The ongoing wave of GDR citizens leaving for the West, and the expectations they had about enjoying the benefits of political freedom and economic consumption as soon as possible, increased the pressure on politicians. The West German government responded with an unusual centralization of the decision-making powers in the Federal Chancellery and the Ministry of the Interior (11). On July 1, 1990, the social and economic unification of East and West Germany took place; the favorable exchange rate (i.e., for the East German Mark) was politically motivated and economically difficult to sustain: 1:1 for wages and salaries, and 1:2 for financial assets. The political unification of the two German states followed on October 3, 1990. In the unification treaty, representatives of both German governments agreed to carry out the merger in accordance with Article 23 of the Basic Law. Whereas Article 146 would have offered an opportunity to build a republic on the basis of a new constitution, the chosen course allowed the former GDR to be incorporated into the existing Federal Republic. This entailed the transfer of West German institutions, symbols, and laws onto the former GDR (12). In the course of administrative restructuring, the five East German federal states that had been dissolved in 1952 were reconstituted (Mecklenburg-Vorpommern, Brandenburg, Saxony-Anhalt, Thuringia, and Saxony). The intention, at least, was to maintain continuity rather than introduce change. Many factors contributed to this tendency: real and perceived time pressures, insufficient planning for the eventuality of unification, but also the conviction that the West German political and economic system had proven itself (13).
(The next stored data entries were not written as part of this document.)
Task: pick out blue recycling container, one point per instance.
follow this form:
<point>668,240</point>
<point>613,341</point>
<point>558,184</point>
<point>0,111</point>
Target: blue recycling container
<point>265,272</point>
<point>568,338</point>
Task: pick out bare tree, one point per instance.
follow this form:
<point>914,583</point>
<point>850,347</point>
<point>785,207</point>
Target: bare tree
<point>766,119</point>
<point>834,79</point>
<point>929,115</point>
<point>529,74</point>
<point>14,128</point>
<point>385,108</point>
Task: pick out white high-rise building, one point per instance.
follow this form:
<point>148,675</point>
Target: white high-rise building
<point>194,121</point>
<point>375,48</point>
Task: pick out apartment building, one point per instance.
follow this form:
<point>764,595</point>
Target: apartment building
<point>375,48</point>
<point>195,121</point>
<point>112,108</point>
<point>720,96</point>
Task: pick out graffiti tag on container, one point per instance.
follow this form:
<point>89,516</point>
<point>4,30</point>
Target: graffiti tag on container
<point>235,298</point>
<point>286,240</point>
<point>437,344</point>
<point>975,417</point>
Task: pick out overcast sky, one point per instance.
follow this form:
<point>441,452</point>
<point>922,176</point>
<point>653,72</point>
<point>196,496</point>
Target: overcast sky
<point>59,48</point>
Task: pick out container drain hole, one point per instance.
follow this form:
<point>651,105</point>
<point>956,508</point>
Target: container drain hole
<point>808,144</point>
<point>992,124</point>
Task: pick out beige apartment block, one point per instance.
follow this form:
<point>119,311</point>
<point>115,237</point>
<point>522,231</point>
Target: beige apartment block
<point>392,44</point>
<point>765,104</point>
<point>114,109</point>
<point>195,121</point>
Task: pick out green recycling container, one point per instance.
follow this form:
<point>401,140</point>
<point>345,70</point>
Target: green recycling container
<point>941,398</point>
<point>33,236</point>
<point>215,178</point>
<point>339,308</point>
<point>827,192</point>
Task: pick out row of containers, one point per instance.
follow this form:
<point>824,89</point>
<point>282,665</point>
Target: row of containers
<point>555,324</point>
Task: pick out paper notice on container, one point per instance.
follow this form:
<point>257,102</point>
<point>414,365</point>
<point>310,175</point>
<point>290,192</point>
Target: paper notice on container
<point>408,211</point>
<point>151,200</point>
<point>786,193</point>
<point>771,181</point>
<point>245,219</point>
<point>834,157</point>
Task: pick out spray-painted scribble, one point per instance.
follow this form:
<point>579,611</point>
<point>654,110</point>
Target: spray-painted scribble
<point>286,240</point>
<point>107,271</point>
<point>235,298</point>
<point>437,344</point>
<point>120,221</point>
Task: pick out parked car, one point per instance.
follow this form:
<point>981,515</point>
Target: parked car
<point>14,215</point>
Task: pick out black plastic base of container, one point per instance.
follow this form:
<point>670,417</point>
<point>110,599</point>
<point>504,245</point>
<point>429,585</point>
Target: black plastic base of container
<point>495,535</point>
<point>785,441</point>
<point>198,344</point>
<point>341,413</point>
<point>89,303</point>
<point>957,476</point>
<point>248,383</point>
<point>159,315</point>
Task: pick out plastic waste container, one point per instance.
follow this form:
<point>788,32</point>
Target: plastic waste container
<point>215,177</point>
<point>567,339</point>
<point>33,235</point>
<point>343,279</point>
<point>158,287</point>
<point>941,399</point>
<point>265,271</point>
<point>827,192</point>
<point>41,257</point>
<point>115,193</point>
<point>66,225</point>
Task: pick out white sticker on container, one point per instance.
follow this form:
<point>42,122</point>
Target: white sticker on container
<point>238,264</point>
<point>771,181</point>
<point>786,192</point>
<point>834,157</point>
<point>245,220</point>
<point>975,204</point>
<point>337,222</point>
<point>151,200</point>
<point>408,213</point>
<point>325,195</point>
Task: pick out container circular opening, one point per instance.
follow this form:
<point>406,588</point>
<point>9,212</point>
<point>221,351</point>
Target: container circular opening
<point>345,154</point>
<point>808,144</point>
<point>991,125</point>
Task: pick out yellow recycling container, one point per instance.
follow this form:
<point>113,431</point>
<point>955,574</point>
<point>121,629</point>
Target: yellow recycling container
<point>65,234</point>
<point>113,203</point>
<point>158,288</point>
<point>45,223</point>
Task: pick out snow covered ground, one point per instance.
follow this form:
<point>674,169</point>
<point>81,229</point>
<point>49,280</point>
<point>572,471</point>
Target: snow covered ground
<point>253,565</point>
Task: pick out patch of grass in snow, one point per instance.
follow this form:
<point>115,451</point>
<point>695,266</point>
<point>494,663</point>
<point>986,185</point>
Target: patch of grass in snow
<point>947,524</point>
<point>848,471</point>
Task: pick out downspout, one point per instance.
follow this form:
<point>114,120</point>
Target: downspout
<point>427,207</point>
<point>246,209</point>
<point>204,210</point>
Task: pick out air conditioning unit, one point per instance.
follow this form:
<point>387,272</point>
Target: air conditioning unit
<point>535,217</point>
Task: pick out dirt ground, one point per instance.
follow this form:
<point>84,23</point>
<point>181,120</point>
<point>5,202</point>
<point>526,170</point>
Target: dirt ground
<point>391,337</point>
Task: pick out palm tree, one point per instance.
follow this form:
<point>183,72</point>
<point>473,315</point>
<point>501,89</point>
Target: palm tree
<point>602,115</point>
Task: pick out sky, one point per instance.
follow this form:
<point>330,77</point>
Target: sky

(11) Wolfgang Schäuble, Der Vertrag. Wie ich über die deutsche Einheit verhandelte. With an introduction by Dirk Koch and Klaus Wirtgen, eds. (Stuttgart, 1991); Horst Teltschik, 329 Tage. Innenansichten der Einigung (Berlin, 1991); Claus J. Duisberg, Das deutsche Jahr. Einblicke in die Wiedervereinigung1989/90 (Berlin, 2005).
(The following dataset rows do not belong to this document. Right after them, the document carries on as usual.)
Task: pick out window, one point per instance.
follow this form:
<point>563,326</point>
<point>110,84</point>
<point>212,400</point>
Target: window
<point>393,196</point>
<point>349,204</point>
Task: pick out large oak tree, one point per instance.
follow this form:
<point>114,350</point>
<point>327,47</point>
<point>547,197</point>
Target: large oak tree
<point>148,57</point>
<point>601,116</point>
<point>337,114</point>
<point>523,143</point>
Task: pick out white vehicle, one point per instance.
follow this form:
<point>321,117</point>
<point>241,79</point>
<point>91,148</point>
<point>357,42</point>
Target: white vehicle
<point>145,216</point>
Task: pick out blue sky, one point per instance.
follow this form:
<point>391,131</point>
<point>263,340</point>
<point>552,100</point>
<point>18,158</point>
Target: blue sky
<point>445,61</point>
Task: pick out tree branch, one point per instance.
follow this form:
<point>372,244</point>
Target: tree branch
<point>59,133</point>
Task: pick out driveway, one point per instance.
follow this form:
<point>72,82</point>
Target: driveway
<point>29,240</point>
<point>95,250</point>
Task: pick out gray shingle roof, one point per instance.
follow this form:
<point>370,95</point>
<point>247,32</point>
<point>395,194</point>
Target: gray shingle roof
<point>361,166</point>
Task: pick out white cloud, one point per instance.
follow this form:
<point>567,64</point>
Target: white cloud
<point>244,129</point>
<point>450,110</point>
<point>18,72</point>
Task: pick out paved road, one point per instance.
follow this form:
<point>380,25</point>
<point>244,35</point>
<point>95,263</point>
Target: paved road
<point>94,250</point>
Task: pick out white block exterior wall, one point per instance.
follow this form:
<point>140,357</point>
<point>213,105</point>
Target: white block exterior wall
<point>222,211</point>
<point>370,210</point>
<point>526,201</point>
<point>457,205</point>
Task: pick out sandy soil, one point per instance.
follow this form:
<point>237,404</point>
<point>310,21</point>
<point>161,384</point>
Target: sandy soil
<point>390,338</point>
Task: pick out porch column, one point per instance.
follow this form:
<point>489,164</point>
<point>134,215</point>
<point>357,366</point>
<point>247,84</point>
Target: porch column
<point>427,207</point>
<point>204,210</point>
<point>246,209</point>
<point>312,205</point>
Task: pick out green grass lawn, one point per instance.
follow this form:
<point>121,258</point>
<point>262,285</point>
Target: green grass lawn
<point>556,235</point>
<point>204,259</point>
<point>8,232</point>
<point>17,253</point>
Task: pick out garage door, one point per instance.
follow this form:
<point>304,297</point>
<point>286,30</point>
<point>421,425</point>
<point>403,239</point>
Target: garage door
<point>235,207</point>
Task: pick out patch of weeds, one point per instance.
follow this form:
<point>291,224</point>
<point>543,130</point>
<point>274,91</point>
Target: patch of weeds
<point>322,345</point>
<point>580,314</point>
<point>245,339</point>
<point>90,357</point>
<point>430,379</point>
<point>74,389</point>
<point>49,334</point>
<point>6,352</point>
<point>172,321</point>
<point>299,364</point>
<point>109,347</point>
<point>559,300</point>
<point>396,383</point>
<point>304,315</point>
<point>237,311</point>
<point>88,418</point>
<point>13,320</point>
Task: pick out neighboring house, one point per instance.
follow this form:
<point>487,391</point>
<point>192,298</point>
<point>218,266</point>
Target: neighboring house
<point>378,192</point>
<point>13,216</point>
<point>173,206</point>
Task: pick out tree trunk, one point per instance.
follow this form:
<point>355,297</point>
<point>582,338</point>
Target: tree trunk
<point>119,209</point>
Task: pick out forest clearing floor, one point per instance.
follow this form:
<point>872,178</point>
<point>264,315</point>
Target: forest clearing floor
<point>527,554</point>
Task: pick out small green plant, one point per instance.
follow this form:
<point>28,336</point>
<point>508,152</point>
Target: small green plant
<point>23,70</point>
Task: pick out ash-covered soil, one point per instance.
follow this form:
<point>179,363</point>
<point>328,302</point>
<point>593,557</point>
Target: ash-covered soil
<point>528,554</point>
(12) Wade Jacoby, Imitation and Politics: Redesigning Modern Germany (Ithaca, NY, and London, 2000).
(13) The following are representative of the abundant literature on the topic: Gerhard Lehmbruch, “Die deutsche Vereinigung: Strukturen und Strategien” Politische Vierteljahresschrift 32 (1991), pp. 585-604; Roland Czada, “Schleichweg in die ‘Dritte Republik’. Politik der Vereinigung und politischer Wandel in Deutschland,” Politische Vierteljahresschrift 35, 2 (1994), pp. 245-70.